At the same time, despite these efforts, third party tracking has expanded dramatically in recent years. Sites that used to drop two or three third-party cookies are now dropping dozens (or 223 in the case of Dictionary.com). Moreover, behavioral profiles that used to be “anonymous” (well, let’s say pseudonymous) are increasingly linked to real name and off-line behavior — crossing a line in the sand that had been implicitly agreed upon for years. In a compelling (and well-timed!) op-ed in MediaPost last week entitled “Suicide by Cookies,” one long time industry player summarized:

“Self-regulation hasn’t worked the way we’d promised Washington it would.”

Of course, Mozilla’s decision is just an interim step. Third party cookies are the most common tracking technology, but they certainly aren’t the only way to track users on the web. Ad networks now face a brutal choice, at least in the short term: give up on tracking Firefox users, or use less transparent tracking technologies like browser fingerprinting, cookie syncing, Flash cookies, simulated first-party cookies, or history sniffing — potentially inviting regulatory scrutiny (the FTC has already brought Section 5 enforcement actions involving those last, three,options.)

A Way Forward?

But if this is now a war as one industry rep has suggested, and ad networks do decide to try to get around Firefox’s settings, it’s not clear this is a war they can win. Browsers have a direct relationship with the user. On the other hand, ad networks’ relationship with the user is intermediated by those same browsers, as well as publishers who are also increasingly worried about user trust. (Yes, publishers may benefit from that tracking as well, but it’s never been clear how much of the value from behavioral advertising flows back to the publishers, instead of just supporting the tracking middlemen.)

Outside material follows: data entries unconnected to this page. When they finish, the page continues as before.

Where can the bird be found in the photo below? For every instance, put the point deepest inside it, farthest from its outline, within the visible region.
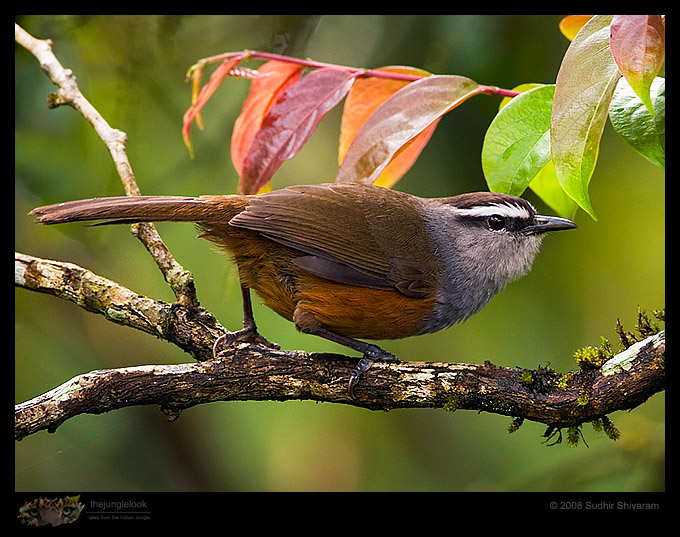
(349, 262)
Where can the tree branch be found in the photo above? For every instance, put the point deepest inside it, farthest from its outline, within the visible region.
(253, 372)
(180, 280)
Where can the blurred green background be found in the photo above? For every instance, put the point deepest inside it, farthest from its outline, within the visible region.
(132, 69)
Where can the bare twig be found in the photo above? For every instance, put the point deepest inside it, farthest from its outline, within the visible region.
(253, 372)
(248, 372)
(179, 279)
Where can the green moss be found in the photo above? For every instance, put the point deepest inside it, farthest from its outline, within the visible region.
(452, 404)
(527, 378)
(515, 425)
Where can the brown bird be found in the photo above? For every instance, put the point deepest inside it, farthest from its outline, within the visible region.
(349, 261)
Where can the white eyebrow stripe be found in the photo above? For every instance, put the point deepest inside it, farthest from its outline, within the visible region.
(503, 209)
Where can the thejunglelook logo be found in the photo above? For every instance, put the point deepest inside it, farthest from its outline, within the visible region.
(54, 511)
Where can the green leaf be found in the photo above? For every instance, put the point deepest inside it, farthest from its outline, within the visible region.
(521, 88)
(517, 143)
(638, 45)
(546, 186)
(632, 121)
(584, 88)
(398, 120)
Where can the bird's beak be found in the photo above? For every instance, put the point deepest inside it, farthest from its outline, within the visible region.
(548, 223)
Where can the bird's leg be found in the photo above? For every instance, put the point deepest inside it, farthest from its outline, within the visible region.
(372, 354)
(248, 332)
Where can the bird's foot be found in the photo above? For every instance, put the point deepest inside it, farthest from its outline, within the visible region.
(371, 355)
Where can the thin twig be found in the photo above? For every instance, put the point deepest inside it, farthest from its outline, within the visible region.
(179, 279)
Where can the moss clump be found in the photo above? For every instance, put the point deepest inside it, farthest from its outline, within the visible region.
(451, 404)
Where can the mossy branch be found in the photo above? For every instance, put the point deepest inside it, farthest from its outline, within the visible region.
(253, 372)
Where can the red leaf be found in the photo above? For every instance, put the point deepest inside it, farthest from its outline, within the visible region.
(273, 79)
(290, 123)
(215, 80)
(402, 117)
(363, 99)
(638, 44)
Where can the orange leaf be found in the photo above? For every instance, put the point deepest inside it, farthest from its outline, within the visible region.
(390, 129)
(366, 95)
(571, 24)
(290, 122)
(273, 79)
(206, 92)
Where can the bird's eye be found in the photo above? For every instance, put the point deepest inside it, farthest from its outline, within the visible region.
(496, 222)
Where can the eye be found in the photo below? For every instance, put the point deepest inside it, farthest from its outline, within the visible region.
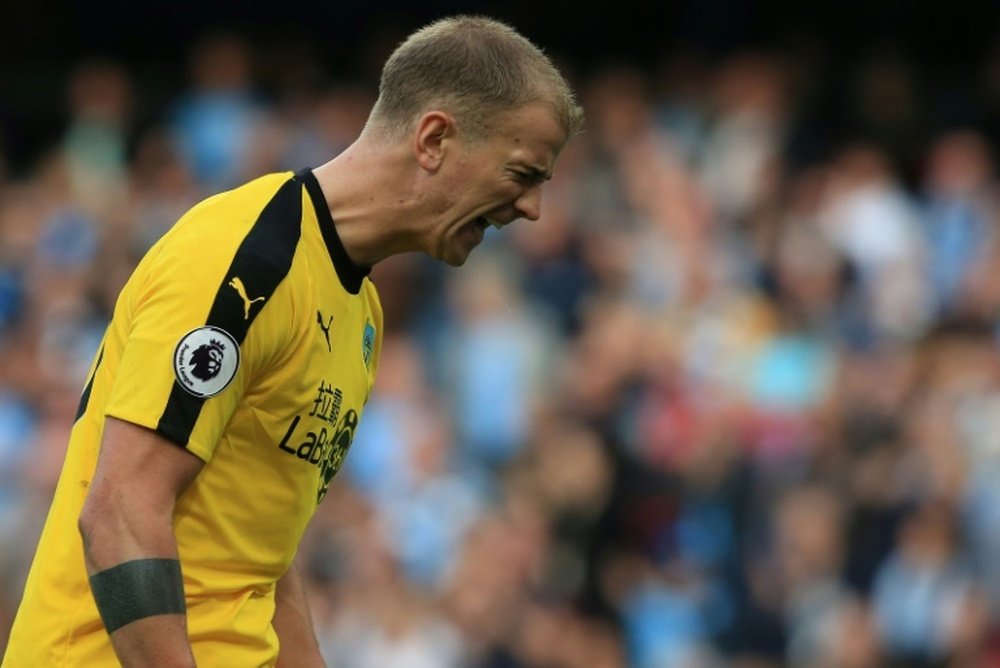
(527, 178)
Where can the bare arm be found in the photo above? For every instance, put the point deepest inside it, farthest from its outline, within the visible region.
(293, 624)
(126, 520)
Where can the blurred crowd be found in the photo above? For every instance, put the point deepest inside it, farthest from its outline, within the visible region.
(733, 401)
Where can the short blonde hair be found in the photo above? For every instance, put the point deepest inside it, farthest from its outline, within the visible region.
(474, 68)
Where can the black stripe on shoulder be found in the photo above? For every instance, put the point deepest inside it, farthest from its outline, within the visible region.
(85, 397)
(351, 275)
(261, 262)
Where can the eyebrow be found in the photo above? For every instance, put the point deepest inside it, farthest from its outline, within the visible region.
(537, 172)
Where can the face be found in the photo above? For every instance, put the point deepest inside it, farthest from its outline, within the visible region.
(496, 180)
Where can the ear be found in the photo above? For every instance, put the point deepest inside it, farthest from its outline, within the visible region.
(433, 129)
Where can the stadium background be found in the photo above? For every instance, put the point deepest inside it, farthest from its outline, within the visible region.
(734, 400)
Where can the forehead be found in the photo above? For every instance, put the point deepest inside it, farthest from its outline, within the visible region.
(530, 133)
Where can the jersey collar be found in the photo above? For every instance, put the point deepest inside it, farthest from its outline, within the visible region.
(350, 274)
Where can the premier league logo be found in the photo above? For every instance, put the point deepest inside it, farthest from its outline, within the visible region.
(206, 360)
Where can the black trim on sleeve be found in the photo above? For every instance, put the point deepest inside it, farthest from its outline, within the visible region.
(351, 275)
(261, 262)
(85, 397)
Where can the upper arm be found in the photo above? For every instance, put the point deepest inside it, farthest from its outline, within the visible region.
(135, 486)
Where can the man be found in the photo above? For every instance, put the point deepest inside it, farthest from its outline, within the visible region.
(242, 351)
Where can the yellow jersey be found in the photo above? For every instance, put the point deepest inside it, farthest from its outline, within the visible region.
(247, 336)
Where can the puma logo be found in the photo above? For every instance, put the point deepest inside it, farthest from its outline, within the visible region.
(325, 328)
(237, 285)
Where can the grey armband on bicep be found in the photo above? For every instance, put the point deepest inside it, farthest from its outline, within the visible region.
(137, 589)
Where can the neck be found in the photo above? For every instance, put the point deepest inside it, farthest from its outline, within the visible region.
(369, 189)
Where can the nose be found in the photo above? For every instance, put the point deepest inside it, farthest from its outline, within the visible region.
(529, 204)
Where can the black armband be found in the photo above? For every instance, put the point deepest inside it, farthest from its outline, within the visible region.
(137, 589)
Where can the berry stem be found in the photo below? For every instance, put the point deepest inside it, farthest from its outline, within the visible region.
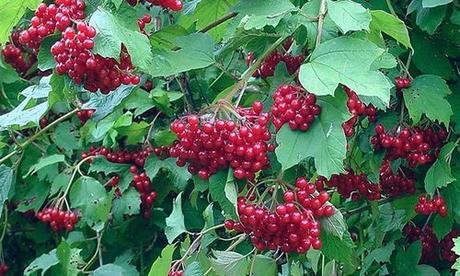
(38, 134)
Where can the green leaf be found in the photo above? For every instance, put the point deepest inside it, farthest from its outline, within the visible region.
(207, 12)
(175, 222)
(193, 51)
(6, 178)
(426, 95)
(264, 266)
(345, 61)
(383, 22)
(261, 13)
(440, 175)
(43, 263)
(348, 15)
(90, 197)
(194, 269)
(45, 162)
(163, 263)
(217, 183)
(105, 104)
(180, 175)
(11, 12)
(113, 30)
(324, 141)
(229, 263)
(435, 3)
(128, 204)
(428, 19)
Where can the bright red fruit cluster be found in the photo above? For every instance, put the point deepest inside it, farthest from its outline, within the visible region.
(58, 219)
(50, 18)
(267, 68)
(208, 145)
(74, 58)
(357, 108)
(84, 115)
(355, 186)
(293, 105)
(293, 226)
(416, 145)
(402, 83)
(141, 182)
(396, 184)
(426, 206)
(3, 269)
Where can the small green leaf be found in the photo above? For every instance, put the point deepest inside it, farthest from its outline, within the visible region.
(175, 222)
(163, 263)
(349, 15)
(426, 95)
(229, 263)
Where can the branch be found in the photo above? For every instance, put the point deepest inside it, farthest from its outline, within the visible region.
(321, 14)
(218, 22)
(38, 134)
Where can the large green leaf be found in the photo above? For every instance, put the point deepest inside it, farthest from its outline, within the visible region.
(90, 197)
(346, 61)
(175, 222)
(113, 30)
(348, 15)
(383, 22)
(426, 95)
(324, 141)
(11, 12)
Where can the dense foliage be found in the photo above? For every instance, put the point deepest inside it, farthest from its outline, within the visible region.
(229, 137)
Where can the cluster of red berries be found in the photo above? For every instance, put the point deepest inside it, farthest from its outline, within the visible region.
(84, 115)
(144, 20)
(293, 105)
(416, 145)
(354, 186)
(447, 244)
(429, 241)
(4, 269)
(267, 68)
(49, 18)
(427, 206)
(357, 108)
(396, 184)
(58, 219)
(402, 83)
(17, 56)
(293, 226)
(74, 58)
(209, 144)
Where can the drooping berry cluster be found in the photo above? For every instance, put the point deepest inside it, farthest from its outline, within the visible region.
(447, 244)
(396, 184)
(144, 20)
(50, 18)
(58, 219)
(427, 206)
(267, 68)
(402, 83)
(16, 55)
(74, 58)
(355, 186)
(4, 269)
(208, 144)
(429, 241)
(416, 145)
(293, 226)
(293, 105)
(84, 115)
(357, 108)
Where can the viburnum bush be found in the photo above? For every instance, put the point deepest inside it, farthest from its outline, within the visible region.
(237, 137)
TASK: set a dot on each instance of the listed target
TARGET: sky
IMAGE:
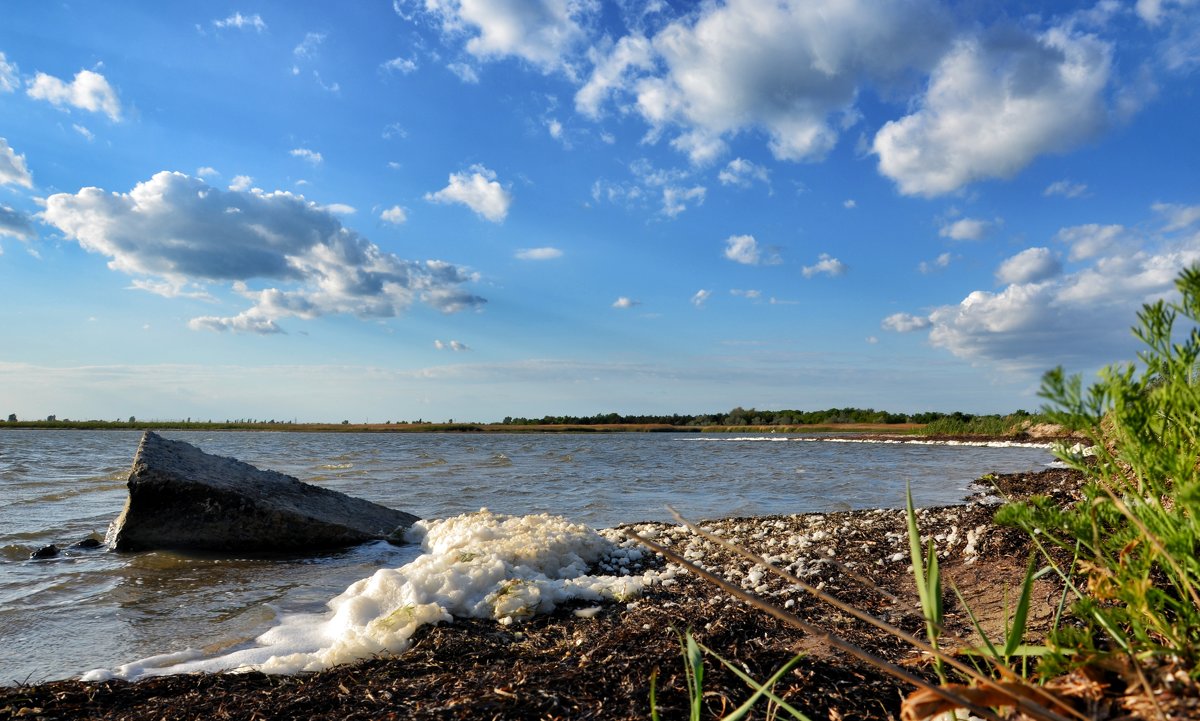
(472, 209)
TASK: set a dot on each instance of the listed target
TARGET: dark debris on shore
(559, 666)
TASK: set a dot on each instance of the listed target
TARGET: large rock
(183, 498)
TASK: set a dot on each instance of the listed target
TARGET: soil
(564, 666)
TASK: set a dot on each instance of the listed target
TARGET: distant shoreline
(894, 430)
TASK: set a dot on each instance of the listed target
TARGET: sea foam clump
(477, 565)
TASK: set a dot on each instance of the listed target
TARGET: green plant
(1138, 528)
(929, 581)
(694, 671)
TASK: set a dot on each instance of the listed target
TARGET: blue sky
(467, 209)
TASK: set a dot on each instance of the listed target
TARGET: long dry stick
(829, 638)
(886, 626)
(1031, 708)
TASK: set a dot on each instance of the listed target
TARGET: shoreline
(559, 665)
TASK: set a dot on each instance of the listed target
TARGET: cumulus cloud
(466, 72)
(307, 47)
(174, 233)
(742, 173)
(1091, 240)
(928, 266)
(306, 155)
(545, 253)
(401, 65)
(13, 169)
(241, 22)
(745, 250)
(394, 215)
(1031, 265)
(827, 265)
(904, 323)
(790, 68)
(478, 190)
(1079, 318)
(241, 182)
(677, 199)
(88, 91)
(610, 72)
(9, 79)
(994, 103)
(1066, 188)
(540, 31)
(15, 223)
(966, 229)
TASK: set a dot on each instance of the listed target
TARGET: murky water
(94, 608)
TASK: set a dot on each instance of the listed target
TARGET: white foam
(988, 444)
(478, 565)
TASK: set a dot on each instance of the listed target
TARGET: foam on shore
(475, 565)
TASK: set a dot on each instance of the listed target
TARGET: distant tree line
(751, 416)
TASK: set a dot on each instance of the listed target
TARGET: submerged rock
(51, 551)
(185, 499)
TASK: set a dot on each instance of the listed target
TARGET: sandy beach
(599, 665)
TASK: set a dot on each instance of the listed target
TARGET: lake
(94, 608)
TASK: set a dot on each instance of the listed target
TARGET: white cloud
(1081, 318)
(478, 190)
(544, 253)
(994, 103)
(1177, 216)
(177, 234)
(88, 91)
(1091, 240)
(827, 265)
(1031, 265)
(790, 68)
(540, 31)
(307, 155)
(741, 172)
(1066, 188)
(15, 223)
(609, 73)
(394, 215)
(677, 199)
(966, 229)
(466, 73)
(241, 182)
(928, 266)
(241, 22)
(13, 169)
(307, 47)
(904, 323)
(9, 78)
(401, 65)
(743, 248)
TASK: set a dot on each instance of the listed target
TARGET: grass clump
(1138, 529)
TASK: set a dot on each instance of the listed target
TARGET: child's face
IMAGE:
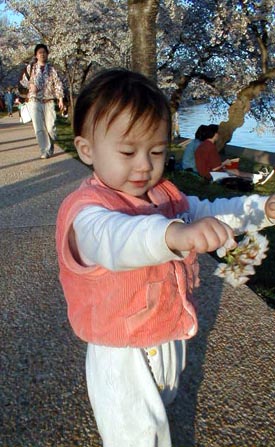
(131, 163)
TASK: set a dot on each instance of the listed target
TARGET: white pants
(43, 120)
(128, 390)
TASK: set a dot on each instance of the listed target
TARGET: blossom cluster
(240, 261)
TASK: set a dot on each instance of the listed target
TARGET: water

In drawing attention to the Mozilla update, privacy researcher Jonathan Mayer (who originally proposed the change in December) did offer a potential olive branch: perhaps the new cookie rules could be relaxed for sites that do eventually honor “Do Not Track.” Fundamentally, most of the online tracking that occurs can be done in a minimally invasive way, with reasonable collection, use, and retention limitations. If there were clear and fair standards in place for the collection and use of personal information, perhaps it makes sense for behavioral tracking to be governed by a single opt out such as Do Not Track (at least in the United States; Europe with its e-Privacy Directive is a different matter). However, in the face of an ever-expanding third-party monitoring of their users’ web browsing, it’s understandable why Mozilla wanted to put the brakes on it. Industry can complain that this will kill innovation and the open web, but it’s hard to deny that the web works pretty well on Apple’s Safari browser — which has blocked third-party cookie setting for years.

CDT remains hopeful that we can reach accommodation on a reasonable opt-out regime for third-party tracking in the W3C’s Tracking Protection Working Group. For too long, delay favored the online advertising industry, who were understandably not thrilled at the prospect of spending money to reengineer their systems to monetize ads less effectively. With Firefox making third-party tracking a lot harder going forward, the ad networks have a lot more incentive to negotiate today.